Replying to some points from comments:
- netcat (nc):
netcat (nc)provides a bare transparent unencrypted tcp transport/tunnel to pipe data between two systems (among other uses) - a bit like ssh/VPN but no slowdown or repackaging other than bare TCP handshakes on the wire. As far aszfs send/zfs receiveare concerned they are in direct communication, and beyond a tiny latency thenetcatlink should run at the maximum speed that send/receive can handle. - Mirror disk speed: A mirror writes at the slowest speed of any of its disks, but ZFS treats the disks as a striped mirror (data stripes across 4 vdevs on both systems, and each vdev is a mirror). With the source pool 55% full and the dest pool empty, and assuming the CPUs can keep up, zfs should be able to simultaneously read from 12 disks, and write to 4 disks, and the writes should be pretty much all sequential, there's no other IO activity. I figure that the slowest disk in any mirror can seq write at >= 125MB/s, which is way below the rate for a modern enterprise 7200 HDD, and the backup can be filled sequentially rather than random IO. That's where I get a sustained replication rate of >> 500MB/s.
- Dedup table/RAM adequacy: The dedup table is about 40GB in RAM (from bytes per entry x total blocks in source pool per
zdb). I've set a sysctl on both systems to reserve 85GB of RAM for the dedup table and other metadata, hence about 35GB for cached data, before any use of L2ARC (if used with send/rcv). So dedup and metadata shouldn't be evicted from RAM on either machine.
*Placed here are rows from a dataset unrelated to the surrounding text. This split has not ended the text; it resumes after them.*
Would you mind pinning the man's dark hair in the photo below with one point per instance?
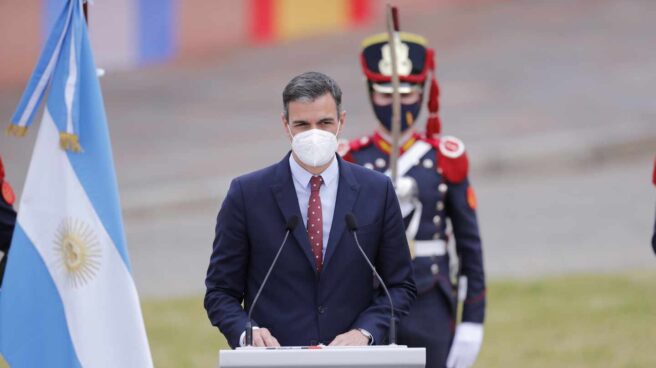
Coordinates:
(308, 87)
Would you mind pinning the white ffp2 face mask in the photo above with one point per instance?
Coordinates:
(314, 147)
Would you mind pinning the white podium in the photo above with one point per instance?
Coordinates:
(398, 356)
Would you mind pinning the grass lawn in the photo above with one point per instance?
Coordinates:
(572, 321)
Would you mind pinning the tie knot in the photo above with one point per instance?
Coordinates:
(315, 183)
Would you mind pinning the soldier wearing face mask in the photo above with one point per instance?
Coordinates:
(437, 202)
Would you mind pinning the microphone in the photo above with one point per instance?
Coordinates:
(292, 221)
(352, 225)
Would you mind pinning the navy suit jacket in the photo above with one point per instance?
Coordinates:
(299, 305)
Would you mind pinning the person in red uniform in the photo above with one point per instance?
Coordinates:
(437, 202)
(7, 219)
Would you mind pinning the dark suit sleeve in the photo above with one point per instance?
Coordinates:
(227, 271)
(394, 264)
(470, 253)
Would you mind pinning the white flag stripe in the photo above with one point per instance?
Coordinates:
(103, 314)
(45, 78)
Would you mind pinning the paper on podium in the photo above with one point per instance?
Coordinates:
(399, 356)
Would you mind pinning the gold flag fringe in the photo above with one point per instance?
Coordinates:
(69, 142)
(16, 130)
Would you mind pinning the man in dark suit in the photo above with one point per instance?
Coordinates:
(7, 219)
(321, 290)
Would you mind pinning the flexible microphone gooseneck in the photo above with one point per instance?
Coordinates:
(292, 221)
(352, 225)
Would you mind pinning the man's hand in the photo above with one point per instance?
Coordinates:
(262, 337)
(351, 338)
(466, 345)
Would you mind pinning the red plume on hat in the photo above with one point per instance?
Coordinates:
(434, 125)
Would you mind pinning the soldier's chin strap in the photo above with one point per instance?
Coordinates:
(434, 125)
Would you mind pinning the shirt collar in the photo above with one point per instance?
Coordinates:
(303, 177)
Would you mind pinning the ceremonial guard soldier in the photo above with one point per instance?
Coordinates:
(7, 219)
(437, 202)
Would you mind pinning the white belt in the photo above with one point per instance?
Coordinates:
(427, 248)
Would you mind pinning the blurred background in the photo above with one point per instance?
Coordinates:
(554, 100)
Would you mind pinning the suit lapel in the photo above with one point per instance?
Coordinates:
(347, 193)
(285, 194)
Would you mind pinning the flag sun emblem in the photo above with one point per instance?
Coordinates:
(79, 251)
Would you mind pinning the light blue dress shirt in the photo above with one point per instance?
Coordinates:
(328, 193)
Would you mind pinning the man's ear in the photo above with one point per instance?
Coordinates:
(285, 125)
(342, 119)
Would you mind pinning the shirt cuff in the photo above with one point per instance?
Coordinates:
(367, 335)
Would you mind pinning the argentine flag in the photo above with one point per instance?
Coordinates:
(68, 297)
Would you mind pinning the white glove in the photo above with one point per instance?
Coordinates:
(466, 345)
(406, 191)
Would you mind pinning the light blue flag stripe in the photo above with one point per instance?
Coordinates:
(95, 167)
(42, 73)
(29, 317)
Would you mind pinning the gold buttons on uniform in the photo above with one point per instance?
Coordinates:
(427, 163)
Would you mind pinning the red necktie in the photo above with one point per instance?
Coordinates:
(315, 221)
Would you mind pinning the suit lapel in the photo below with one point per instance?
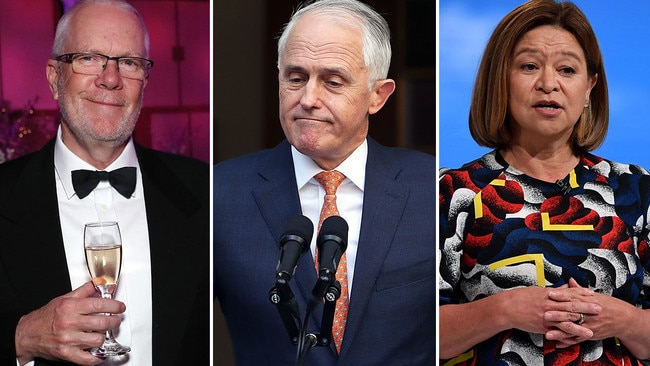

Speed and progress update:
- After 5 days runtime, I have some updated progress stats. It's sending data at about 58 MB/sec average. Not completely disastrous, but still, it underpins the question above. I'd expect a rate about 10 x that, since the disk sets can read at up to 12 HDD's at a time (almost 2 GB/sec) and write up to 4 disks at a time (about 500 GB/s). It doesn't have to dedup or re-dedup the data (AFAIK), it's running on 3.5 GHz 4 + 8 core Xeon v4's with tons of RAM on both systems, and a LAN that can do 1GB/sec.